The team performed phenolic profiling, saccharification assays and nuclear magnetic resonance (NMR) imaging of the maize. They used Bruker BioSpin’s AVANCE 700-MHz spectrometer to obtain NMR spectra and Bruker’s Topspin 3.5 (Mac) software to process the spectra.
The authors report that the production of tricin-related flavonoids was highly reduced in the C2-Idf mutant, which resulted in a significant reduction in the amount of tricin being incorporated into the lignin polymer.
Furthermore, analysis of unit enrichment in the lignin provided evidence to support that tricin does indeed initiate lignin chains and that the absence of tricin led to more monolignol dimerization reactions.
The team then assessed whether the absence of tricin and the resulting effects on lignin structure had any impact on the saccharification efficiency of the mutant leaves. The C2-Idf mutation resulted in significantly higher lignin levels in the maize leaves and compared with control plants, the mutant leaves had significantly reduced saccharification efficiencies.

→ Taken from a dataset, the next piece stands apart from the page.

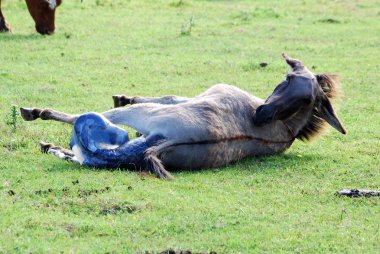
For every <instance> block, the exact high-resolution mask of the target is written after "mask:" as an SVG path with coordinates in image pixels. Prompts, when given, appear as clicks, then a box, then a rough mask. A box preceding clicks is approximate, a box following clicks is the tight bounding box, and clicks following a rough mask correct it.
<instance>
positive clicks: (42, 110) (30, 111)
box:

The researchers say the findings point towards a positive association between tricin abundance and saccharification efficiency in leaves, which could be instructive for new approaches to lignin engineering for improved biomass processing.
For example, incorporating tricin into dicotyledon lignins that do not otherwise produce tricin, or genetically engineering the overproduction of tricin in monocotyledons, are examples of potential strategies to test the direct impact tricin levels have on lignocellulose recalcitrance.